Some friends and I were recently discussing the Wake school bus fiasco. Some thought that through his resignation, Don Haydon, Wake’s long-time operations and facilities manager, might be accepting responsibility for the debacle. And he is. It has been his job for 12 years to get the buses where they need to go. I wondered, though: how could a seasoned administrator with over a decade of experience foul things up so badly?
Then I recalled the military bureaucracy I once served in and got an idea of what most likely happened. Haydon was almost certainly given an impossible task to move more kids with fewer buses. I can imagine that his boss wasn’t too keen to hear that a train wreck was imminent and Haydon had no choice but to step down.
Now the Wake GOP is concerned that Tata will be shown the door tomorrow in a closed-session personnel meeting. Well,the fact is that the superintendent serves at the pleasure of the board. If Tata has been working to thwart the board’s wishes, as Bob Geary speculates, he deserves to be held accountable. Personally, I thought Tata had more than earned his walking papers after his June public disrespecting of two school board members, Susan Evans and Christine Kushner. The bus debacle is only the coup de grĂ¢ce.

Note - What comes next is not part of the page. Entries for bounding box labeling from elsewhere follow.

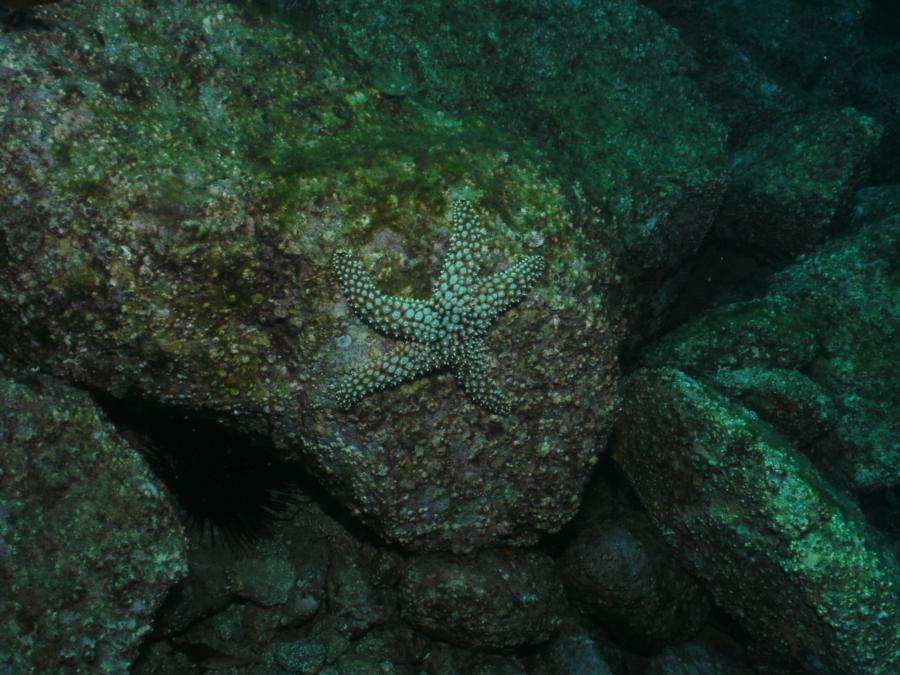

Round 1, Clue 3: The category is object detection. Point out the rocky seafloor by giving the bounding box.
[0,0,900,675]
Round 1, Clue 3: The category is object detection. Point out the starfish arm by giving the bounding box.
[435,200,484,299]
[453,340,512,415]
[331,250,438,342]
[334,342,441,410]
[475,255,544,321]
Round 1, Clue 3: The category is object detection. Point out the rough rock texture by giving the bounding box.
[526,616,625,675]
[0,0,620,550]
[628,630,757,675]
[614,368,900,674]
[560,513,709,653]
[400,551,565,649]
[134,498,408,675]
[714,108,883,255]
[644,214,900,491]
[0,373,186,673]
[316,0,725,348]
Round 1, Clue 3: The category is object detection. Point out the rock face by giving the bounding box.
[561,513,709,653]
[614,368,900,674]
[400,551,565,649]
[0,0,618,550]
[296,0,726,348]
[714,108,884,256]
[0,373,187,673]
[644,214,900,492]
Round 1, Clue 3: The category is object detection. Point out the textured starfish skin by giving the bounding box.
[332,201,544,415]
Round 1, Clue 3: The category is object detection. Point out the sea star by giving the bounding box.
[332,200,544,415]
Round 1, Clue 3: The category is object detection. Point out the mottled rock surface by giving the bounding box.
[0,0,624,550]
[714,108,883,256]
[614,368,900,674]
[316,0,726,348]
[560,512,710,653]
[0,372,187,673]
[644,214,900,491]
[400,551,565,649]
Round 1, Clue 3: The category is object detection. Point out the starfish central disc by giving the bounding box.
[332,201,544,415]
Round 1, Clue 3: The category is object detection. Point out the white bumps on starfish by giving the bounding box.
[332,201,544,415]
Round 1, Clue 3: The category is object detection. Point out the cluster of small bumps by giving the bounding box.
[332,200,544,415]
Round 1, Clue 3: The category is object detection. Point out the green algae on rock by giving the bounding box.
[332,200,544,415]
[0,0,619,550]
[613,368,900,675]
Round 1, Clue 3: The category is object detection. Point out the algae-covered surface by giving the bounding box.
[0,0,900,675]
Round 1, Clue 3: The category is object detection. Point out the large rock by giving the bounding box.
[316,0,726,340]
[0,374,187,673]
[614,368,900,674]
[643,214,900,492]
[400,551,565,649]
[0,0,620,550]
[560,512,710,653]
[714,108,884,256]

My boss at the hardware store where I worked after high school was a crusty retired Army colonel named Bob Ley. He used to tell me stories about officers having to “fall on their swords” after whatever boneheaded decision they had made. The military demands accountability. Tata job is to be accountable and its the board’s responsibility to hold him accountable.
It wouldn’t surprise me if Tata is sent packing tomorrow, but if he is he will have earned it. I hope the Wake County School Board can find a superintendent whose more interested in doing what’s best for the 150,000 students rather than scoring political points.